Ao invés de perguntar a Deus como foi parar ali, Michel Temer deveria perguntar à Confederação Nacional da Agricultura ou aos seus associados. O setor do agronegócio esteve entre os setores mais ativos para o financiamento da campanha pelo Impeachment da presidenta eleita Dilma Rousseff, desde inflar patinhos amarelos a pagar os trabalhos do publicitário particular de Temer, Elsinho Mouco, como o próprio marqueteiro confessou.

As relações entre o Agronegócio e a quadrilha que se instalou no Palácio da Alvorada são íntimas. Como é público e conhecido, além de encontros na madrugada para acertarem a mesada para Eduardo Cunha, Michel Temer e Joesley Batista, da JBS, também compartilharam jatinhos e, principalmente, propinas. Em troca, a JBS receberia a intervenção do governo para facilitar seus negócios.

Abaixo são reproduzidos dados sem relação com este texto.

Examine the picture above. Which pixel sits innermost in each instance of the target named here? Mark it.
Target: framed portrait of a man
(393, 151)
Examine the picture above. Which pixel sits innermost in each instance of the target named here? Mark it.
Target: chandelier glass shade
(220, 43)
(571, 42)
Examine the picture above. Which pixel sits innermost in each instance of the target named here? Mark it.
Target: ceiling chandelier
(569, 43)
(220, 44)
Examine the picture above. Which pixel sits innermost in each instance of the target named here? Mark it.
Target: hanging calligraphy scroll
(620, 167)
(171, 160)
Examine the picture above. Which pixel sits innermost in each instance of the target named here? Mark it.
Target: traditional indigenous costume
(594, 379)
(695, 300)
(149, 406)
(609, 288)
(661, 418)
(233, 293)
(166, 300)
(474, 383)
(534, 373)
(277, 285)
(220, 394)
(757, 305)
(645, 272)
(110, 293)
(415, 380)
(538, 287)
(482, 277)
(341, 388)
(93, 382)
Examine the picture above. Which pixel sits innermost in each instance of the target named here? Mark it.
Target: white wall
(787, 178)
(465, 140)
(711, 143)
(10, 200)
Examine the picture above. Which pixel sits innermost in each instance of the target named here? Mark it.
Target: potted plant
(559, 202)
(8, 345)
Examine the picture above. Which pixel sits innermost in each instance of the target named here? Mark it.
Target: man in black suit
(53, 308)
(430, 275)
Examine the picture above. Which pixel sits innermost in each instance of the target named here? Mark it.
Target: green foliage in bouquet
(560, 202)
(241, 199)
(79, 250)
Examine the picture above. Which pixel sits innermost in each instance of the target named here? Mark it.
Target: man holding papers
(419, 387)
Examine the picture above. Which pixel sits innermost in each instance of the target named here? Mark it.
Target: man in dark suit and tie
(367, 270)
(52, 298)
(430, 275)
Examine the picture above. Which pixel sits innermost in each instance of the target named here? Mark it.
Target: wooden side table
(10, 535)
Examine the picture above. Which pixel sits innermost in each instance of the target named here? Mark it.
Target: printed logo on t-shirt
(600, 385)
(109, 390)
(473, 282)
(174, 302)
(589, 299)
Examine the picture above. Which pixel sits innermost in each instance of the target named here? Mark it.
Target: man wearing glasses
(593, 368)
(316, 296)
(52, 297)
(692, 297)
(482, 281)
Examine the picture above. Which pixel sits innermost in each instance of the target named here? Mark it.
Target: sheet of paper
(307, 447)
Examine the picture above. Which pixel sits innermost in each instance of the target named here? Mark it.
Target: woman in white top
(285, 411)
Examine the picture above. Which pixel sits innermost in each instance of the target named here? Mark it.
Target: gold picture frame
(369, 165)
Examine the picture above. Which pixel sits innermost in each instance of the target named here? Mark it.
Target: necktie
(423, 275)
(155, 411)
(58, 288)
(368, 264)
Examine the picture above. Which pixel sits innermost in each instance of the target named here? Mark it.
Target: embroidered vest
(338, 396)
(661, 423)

Um dos canais para a recepção da propina era a empresa de engenharia e arquitetura Argeplan, de propriedade do coronel aposentado da Polícia Militar João Batista Lima Filho. Em 2016, O Movimento Sem Terra ocupou a Fazenda Esmeralda, em Duartina (SP), conhecida em toda região como propriedade de Temer, mas registrada em nome de Lima Filho. Não seria a área destino da lavagem de dinheiro da corrupção?

Mas Temer não está sozinho na sua amizade. Um em cada 3 deputados foi financiado pelos irmãos Batista em suas campanhas eleitorais, num total de 166 integrantes da Bancada da Friboi. Ao menos oficialmente, em financiamentos registrados. Junto a eles, 28 senadores. Entre os Partidos, o PP é campeão de financiamentos pela JBS. Não à toa, a Operação Carne Fraca apontou corrupção na fiscalização pelo Ministério da Agricultura, justo na área de frigoríficos, e num Ministério cujo domínio tem sido dividido entre o PP e o PMDB nos últimos 18 anos. E a própria delação dos irmãos Batista confessa que a empresa foi beneficada com compra de votos para aprovação de isenção de tributos pela Câmara.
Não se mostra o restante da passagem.